Levamos um filhote de cada vez para um ponto da casa onde ele não esteja acostumado e lá o testamos.



  • Restrição ao ambiente estranho – ao colocarmos este filhote no chão, observamos que ele percorre o ambiente com total segurança procurando conhecê-lo sem qualquer restrição.
  • Sociabilidade – desde que entramos em contato com o filhote, notamos que não há qualquer receio e que ele não demonstra qualquer timidez.
  • Grau de atividade – procuramos os filhotes ativos (aqueles que sempre estão procurando o que fazer)
  • Impulso de caça – aqueles que perseguem o movimento dos objetos obstinadamente.
  • Impulso de luta – aqueles que ficam grudados ao pano e lutam exaustivamente para conquistá-lo
  • Persistência – aqueles que ao conquistar um brinquedo, não desistem dele por nada. Podemos esconder o brinquedo para testar a sua persistência ao procurá-lo.
  • Nervos – aqueles que não se assustam com barulhos estranhos, ou pelo menos se recuperam muito rápido. Para isto, usamos as panelas, o molho de chaves (um bom filhote, carrega o molho de chaves na boca) e as madeiras. Procuramos também a mordida estável (cão que morde forte, mas com tranqüilidade, sem mascar). Fazemos barulhos durante os testes de mordida.
  • Persistência no faro – riscamos o chão com um pedaço de queijo ou de salsicha deixando este pedaço no final. Colocamos o filhote no inicio, induzimos que ele o encontre e observamos qual a sua persistência para chegar ao fim.
  • Apetite voraz – ao final dos testes, observamos os filhotes comendo. Para trabalho, escolhemos os “bons de boca”.
  • Ímpeto de trazer, buscar (retrieve) – jogamos a bolinha e observamos se o cão nos trás facilmente (naturalmente). É muito importante também que o filhote pegue o brinquedo com determinação.
  • Independência – traço indesejável (o objetivo no adestramento é formar um time entre condutor e cão. Torna-se difícil e não natural conseguir um time com um cão independente).

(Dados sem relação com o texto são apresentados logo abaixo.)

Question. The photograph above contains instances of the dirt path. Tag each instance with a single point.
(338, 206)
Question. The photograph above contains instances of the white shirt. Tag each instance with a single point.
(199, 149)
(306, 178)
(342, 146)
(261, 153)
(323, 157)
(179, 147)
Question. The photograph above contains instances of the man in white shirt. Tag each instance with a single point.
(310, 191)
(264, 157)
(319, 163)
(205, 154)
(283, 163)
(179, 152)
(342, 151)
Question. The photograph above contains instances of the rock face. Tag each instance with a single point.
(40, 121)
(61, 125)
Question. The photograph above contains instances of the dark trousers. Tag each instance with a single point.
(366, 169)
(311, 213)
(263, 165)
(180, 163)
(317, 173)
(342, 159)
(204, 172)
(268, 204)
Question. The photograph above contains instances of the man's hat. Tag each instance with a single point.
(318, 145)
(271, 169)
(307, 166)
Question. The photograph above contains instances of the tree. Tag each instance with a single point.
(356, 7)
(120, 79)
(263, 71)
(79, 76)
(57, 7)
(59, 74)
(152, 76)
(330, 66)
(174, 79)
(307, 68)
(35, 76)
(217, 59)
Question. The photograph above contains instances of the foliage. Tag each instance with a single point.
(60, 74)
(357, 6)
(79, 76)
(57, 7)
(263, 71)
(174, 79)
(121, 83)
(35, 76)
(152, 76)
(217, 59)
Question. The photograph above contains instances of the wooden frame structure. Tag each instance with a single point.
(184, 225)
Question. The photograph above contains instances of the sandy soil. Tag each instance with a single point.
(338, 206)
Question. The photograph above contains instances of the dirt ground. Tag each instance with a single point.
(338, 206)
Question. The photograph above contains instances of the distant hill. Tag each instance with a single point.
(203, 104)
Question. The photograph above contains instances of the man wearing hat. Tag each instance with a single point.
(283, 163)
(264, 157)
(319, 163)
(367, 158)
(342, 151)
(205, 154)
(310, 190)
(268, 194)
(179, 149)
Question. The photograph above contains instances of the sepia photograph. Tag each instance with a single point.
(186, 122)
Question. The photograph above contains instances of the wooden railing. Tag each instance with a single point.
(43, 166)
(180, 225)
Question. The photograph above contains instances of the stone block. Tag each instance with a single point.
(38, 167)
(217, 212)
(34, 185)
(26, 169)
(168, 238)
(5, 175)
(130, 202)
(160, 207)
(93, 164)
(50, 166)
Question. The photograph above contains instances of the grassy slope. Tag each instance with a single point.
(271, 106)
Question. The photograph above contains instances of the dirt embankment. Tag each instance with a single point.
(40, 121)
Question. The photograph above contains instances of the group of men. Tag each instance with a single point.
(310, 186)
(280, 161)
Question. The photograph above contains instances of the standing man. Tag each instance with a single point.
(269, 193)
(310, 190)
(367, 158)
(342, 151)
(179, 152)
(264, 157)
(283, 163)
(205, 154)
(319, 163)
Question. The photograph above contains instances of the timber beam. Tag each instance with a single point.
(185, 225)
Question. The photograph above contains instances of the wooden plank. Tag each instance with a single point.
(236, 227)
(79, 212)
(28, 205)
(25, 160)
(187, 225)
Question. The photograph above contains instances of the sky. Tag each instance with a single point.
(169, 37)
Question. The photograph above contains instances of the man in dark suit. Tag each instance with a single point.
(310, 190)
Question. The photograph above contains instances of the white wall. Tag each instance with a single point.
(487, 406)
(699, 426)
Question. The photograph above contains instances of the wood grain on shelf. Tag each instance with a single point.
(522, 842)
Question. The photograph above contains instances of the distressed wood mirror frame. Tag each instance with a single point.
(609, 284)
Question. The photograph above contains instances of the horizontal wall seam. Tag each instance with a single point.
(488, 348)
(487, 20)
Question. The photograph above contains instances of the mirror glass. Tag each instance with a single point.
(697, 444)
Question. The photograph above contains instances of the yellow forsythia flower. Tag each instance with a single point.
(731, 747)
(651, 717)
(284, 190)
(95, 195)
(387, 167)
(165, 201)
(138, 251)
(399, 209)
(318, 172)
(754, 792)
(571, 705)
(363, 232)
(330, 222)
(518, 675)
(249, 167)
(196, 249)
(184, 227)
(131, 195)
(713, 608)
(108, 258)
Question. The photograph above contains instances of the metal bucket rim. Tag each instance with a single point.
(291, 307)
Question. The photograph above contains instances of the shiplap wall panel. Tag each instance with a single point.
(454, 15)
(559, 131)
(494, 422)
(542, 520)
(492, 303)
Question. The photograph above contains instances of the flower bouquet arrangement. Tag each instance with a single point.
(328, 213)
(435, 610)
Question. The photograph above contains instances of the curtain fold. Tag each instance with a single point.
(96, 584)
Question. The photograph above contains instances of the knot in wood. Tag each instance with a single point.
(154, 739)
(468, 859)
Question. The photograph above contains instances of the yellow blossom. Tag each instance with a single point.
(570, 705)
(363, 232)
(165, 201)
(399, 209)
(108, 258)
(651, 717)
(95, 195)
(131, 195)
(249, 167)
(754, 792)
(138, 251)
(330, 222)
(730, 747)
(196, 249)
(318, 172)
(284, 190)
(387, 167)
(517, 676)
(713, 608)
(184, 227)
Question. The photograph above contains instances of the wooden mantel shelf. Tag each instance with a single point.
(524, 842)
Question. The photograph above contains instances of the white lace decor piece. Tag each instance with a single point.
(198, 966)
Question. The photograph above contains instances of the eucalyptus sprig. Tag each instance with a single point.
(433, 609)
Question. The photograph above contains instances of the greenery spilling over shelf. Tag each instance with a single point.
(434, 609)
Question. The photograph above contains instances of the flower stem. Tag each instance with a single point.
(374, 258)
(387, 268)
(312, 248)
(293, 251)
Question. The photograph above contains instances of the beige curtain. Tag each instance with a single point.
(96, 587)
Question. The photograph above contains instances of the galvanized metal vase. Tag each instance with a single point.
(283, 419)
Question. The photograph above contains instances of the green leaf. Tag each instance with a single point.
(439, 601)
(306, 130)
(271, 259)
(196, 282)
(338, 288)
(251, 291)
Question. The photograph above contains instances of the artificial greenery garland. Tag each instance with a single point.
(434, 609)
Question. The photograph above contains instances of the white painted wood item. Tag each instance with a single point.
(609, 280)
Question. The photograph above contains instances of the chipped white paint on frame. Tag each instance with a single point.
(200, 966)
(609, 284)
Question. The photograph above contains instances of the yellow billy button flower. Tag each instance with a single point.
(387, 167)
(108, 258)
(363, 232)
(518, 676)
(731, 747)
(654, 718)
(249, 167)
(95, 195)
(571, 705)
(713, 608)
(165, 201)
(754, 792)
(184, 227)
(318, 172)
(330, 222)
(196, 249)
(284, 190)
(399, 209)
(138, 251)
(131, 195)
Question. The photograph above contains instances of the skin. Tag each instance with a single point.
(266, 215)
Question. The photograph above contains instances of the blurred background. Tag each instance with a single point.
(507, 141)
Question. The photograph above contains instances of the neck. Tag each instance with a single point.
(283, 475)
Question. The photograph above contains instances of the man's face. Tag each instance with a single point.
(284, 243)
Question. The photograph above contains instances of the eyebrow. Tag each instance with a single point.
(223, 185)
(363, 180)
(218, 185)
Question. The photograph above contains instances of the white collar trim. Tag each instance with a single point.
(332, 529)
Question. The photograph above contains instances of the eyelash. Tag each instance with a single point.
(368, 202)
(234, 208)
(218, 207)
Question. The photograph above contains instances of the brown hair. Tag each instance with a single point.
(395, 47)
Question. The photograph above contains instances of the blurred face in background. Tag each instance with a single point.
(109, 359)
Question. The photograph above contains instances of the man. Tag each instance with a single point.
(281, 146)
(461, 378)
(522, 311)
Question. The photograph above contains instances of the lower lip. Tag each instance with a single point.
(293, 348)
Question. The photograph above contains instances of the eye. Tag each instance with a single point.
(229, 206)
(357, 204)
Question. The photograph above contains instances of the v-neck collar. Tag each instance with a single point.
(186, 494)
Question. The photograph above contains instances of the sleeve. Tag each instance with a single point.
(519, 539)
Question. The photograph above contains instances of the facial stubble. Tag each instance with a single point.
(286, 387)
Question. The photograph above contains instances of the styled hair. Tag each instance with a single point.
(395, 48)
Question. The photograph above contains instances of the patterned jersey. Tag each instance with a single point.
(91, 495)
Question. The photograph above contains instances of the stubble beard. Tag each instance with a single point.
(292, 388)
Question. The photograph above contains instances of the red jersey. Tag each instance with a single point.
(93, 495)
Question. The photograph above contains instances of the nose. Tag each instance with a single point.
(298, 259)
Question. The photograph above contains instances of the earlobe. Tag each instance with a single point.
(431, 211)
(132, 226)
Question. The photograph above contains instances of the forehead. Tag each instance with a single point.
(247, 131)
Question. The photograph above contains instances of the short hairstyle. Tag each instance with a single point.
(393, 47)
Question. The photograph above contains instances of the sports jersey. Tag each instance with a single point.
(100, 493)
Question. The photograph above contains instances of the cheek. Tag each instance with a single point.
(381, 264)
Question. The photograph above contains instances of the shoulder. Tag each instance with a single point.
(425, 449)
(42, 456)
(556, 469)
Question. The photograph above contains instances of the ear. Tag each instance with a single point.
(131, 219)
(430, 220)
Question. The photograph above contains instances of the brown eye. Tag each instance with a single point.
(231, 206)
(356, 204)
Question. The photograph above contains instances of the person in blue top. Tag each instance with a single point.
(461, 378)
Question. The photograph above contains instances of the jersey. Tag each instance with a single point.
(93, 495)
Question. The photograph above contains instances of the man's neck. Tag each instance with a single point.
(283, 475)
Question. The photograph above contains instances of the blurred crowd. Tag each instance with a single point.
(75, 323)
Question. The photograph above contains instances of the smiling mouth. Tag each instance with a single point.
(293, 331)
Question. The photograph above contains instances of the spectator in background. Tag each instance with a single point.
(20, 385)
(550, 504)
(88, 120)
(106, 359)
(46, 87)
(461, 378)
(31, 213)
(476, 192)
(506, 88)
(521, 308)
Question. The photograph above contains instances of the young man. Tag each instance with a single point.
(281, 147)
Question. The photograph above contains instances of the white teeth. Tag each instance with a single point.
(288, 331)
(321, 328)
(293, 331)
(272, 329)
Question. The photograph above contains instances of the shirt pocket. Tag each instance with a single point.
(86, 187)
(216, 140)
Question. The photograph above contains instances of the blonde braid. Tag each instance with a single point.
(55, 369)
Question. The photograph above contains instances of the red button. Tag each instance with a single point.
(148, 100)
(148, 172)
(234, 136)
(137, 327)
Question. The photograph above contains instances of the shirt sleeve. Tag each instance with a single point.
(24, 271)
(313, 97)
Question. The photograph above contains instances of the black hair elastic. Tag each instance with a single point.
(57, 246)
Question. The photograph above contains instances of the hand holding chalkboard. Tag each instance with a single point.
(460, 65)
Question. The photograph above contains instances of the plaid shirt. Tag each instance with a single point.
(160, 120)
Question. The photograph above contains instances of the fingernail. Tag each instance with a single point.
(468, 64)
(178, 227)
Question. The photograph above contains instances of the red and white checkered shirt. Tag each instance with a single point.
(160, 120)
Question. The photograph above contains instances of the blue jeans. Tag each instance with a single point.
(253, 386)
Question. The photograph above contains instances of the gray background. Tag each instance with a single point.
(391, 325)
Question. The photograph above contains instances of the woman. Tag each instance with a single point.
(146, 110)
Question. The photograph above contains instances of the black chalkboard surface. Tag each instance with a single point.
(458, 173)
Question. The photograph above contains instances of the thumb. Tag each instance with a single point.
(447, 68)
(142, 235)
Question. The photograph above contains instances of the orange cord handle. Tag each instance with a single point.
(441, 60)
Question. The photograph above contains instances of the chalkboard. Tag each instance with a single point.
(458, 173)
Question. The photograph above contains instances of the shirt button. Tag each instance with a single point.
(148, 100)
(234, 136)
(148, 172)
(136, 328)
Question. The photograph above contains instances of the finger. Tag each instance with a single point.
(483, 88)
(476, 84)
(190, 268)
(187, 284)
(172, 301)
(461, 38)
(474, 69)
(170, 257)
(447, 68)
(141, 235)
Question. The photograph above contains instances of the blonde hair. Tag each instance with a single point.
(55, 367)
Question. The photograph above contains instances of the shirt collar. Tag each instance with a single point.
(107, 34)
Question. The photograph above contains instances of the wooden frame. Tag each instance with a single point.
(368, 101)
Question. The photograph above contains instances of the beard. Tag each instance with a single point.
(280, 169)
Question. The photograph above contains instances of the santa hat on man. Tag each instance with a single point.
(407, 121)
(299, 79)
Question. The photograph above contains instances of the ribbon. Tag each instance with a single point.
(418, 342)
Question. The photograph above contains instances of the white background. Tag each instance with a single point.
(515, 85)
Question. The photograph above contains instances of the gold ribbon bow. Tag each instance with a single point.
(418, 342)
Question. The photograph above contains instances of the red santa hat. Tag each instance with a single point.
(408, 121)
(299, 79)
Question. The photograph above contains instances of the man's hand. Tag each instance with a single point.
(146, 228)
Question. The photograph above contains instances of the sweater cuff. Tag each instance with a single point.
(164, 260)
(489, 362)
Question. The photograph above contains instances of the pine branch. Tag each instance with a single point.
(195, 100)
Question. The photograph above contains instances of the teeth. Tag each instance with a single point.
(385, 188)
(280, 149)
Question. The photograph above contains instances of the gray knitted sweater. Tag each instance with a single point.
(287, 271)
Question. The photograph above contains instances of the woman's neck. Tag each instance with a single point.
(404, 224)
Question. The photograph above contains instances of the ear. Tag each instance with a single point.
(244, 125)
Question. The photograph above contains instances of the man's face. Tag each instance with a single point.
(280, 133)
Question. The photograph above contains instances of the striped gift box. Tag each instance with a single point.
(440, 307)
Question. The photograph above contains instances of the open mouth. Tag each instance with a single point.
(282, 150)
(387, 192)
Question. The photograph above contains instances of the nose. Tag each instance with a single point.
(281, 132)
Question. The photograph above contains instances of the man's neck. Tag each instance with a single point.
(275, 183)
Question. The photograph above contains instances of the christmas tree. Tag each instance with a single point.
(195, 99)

  • Deve-se tomar o máximo de cuidado possível ao se realizar tais testes.
  • Devemos lembrar que para cada função, teremos testes específicos e que a melhor maneira de testar um cão é através da própria futura função.

2 – Preço ? “Quem quer qualidade, não vê preço.”


3 – Ao adquirirmos o filhote, é fundamental manejá-lo e direcioná-lo para a função futura. O inicio se dá assim que ele pisa na nossa casa.


4 – Para treiná-lo aproveitamos todo o nosso relacionamento com o filhote. Exploramos a vontade dele de brincar e de se alimentar para aumentar o vínculo, impulso de caça, para trabalhar o foco e estabelecer uma boa relação hierárquica. Isto tudo sem que haja qualquer conflito. O faro, pode ser iniciado, já nesta idade.